L. L. Bean—The Man and His Company
New England Book Awards, Honorable Mention, Biography/Autobiography
". . . expertly blends personal anecdotes and excerpts from L.L.'s personal letters with the nuts and bolts of the company's growth and development, culminating with a captivating profile of the retail mail-order behemoth as it operates today."
". . . This Witherell guy is a worker, and the result ranks as a complete story for someone like me who personally knew many of the people mentioned in the book . . . . Despite all the information through the book, Witherell kept a lively pace and never bored me. And if you don't believe that claim about boredom, I couldn't put the book down during the third game of the Boston Celtic and Miami Heat playoff series! . . . If you love Bean's, this book is a must."

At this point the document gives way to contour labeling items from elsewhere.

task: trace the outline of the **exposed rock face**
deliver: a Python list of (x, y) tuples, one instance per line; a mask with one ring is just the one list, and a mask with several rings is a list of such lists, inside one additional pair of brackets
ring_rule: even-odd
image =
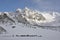
[(0, 34), (6, 33), (6, 32), (7, 31), (3, 27), (0, 26)]
[(11, 19), (8, 14), (5, 14), (5, 13), (1, 13), (0, 15), (0, 22), (2, 23), (7, 23), (8, 21), (12, 21), (12, 22), (15, 22), (13, 19)]

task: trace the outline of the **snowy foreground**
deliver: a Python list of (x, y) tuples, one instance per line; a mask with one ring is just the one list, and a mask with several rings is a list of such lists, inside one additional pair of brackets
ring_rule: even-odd
[(43, 13), (28, 8), (1, 12), (0, 40), (60, 40), (59, 13)]

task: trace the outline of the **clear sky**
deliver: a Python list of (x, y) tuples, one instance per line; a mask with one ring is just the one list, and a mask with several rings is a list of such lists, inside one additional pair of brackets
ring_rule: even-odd
[(0, 0), (0, 12), (28, 7), (40, 11), (60, 12), (60, 0)]

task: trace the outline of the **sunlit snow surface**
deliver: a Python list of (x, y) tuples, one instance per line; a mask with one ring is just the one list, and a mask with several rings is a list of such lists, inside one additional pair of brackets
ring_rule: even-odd
[(60, 13), (28, 8), (0, 12), (0, 27), (5, 29), (0, 29), (0, 40), (60, 40)]

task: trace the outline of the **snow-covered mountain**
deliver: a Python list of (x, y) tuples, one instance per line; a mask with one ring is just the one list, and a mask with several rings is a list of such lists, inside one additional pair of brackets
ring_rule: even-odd
[(51, 37), (56, 32), (56, 34), (59, 34), (59, 31), (60, 13), (58, 12), (40, 12), (27, 7), (24, 9), (18, 8), (16, 12), (0, 12), (0, 35), (40, 35), (42, 32), (41, 34), (44, 37), (47, 35), (46, 33), (48, 33), (48, 37)]

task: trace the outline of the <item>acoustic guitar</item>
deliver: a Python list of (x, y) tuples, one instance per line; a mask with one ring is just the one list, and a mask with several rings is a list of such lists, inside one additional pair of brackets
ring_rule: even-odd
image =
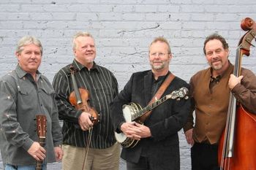
[[(44, 147), (46, 139), (46, 116), (38, 115), (36, 116), (37, 131), (39, 137), (39, 143), (40, 146)], [(37, 161), (36, 170), (42, 169), (43, 161)]]

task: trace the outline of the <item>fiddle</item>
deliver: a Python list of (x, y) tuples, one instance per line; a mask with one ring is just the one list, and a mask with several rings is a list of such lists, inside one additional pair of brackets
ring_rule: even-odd
[(69, 97), (69, 102), (73, 105), (75, 109), (86, 112), (91, 114), (91, 121), (94, 125), (96, 125), (99, 122), (99, 114), (89, 104), (89, 93), (85, 88), (78, 88), (75, 77), (75, 69), (72, 65), (70, 66), (71, 77), (74, 87), (74, 91), (72, 91)]

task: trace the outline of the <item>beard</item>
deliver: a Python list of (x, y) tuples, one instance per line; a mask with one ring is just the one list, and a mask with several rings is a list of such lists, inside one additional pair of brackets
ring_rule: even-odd
[(165, 66), (168, 66), (167, 61), (162, 61), (161, 62), (160, 65), (154, 65), (154, 61), (151, 62), (150, 65), (151, 66), (151, 68), (154, 70), (160, 70), (164, 69)]
[(222, 68), (222, 61), (218, 61), (217, 63), (216, 61), (211, 61), (209, 65), (214, 70), (219, 70)]

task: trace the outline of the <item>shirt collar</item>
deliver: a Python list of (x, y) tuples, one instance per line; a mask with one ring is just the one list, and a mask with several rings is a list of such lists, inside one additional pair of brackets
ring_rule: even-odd
[[(29, 73), (25, 72), (19, 64), (17, 64), (17, 66), (16, 66), (16, 69), (15, 69), (15, 71), (17, 72), (17, 74), (19, 77), (19, 79), (21, 79), (23, 78), (23, 77), (25, 77), (26, 74), (30, 74)], [(39, 78), (41, 75), (41, 73), (37, 70), (37, 80)]]
[[(85, 66), (83, 66), (83, 64), (77, 61), (75, 59), (74, 59), (72, 64), (74, 66), (75, 69), (78, 69), (79, 71), (80, 71), (81, 69), (88, 70), (87, 67), (86, 67)], [(98, 65), (94, 61), (94, 66), (92, 66), (91, 70), (95, 70), (99, 72)]]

—Ken Allen, The Maine Sportsman
"James L. Witherell, a Lewiston writer and Maine Guide, presents the general reader with the latest, and by many measures the finest, overall study of the state's most celebrated outdoor sporting goods merchant and the most famous company in Maine . . . . Witherell proves to be good at exploring Bean's camps, "L.L." as an outdoorsman and a businessman (with his strengths and later lack of interest in the future). He also provides insight into Gorman's ability to understand these strengths and weaknesses, and his canny development of a million-dollar static company into an international force. If you don't know Bean's, you can claim to after reading this first-rate book."
—Maine Sunday Telegram
"This is the story of an enterprise and of two ambitious men born sixty-two years apart. One extolled the joys of the great Maine woods, the other the gifts of capitalism bestowed upon a community. One spent fifty years building a business from scratch, the other fifty years building an institution of global significance. Each one owes the other everything for the company's astounding success. This book chronicles in detail the successes and failures, conflicting levels of ambition, the significance of place, and the opportunities gained through vision, focus, and being in the right place at the right time."
—Thomas F. Moser, Founder, Thos. Moser Cabinetmakers, Auburn, Maine
"It started with a boot and a promise—L. L. Bean's soon-to-be-famous Maine Hunting Shoe and a money-back guarantee—that became the underpinning of a hunting, fishing and outdoor apparel business that would be known and admired throughout the world. Jim Witherell's thorough and engaging account of the ups (many) and downs (a few) of Maine's most famous merchandizer and his company leaves the reader thinking Horatio Alger's real name was Leon L. Bean."
—David R. Getchell, Sr., former editor of National Fisherman and co-founder of Maine Island Trail
Because his feet got wet and sore on a hunting trip, L. L. Bean developed his famous boot and started the mail-order company that would change the sleepy town of Freeport, Maine, into a huge outdoor mall. The story begins with the Bean family, young Leon Leonwood Bean's love of the outdoors, his first forays into sales (soap, men's clothing), and then his development of "the boot" and the beginnings of an outdoors outfitting company that ran on a card file system and resisted change. The story of L.L. Bean, Inc.'s phenomenal growth under grandson Leon Gorman is replete with Preppies, MBAs, infighting, and even parodies of a company that would eventually get its own Zip Code.
Jim Witherell is a master Maine Guide and the creator of hiking maps for Acadia National Park and Baxter State Park. Also an avid cyclist, he is the author of Bicycle History (McGann) and working on a book about the Tour de France.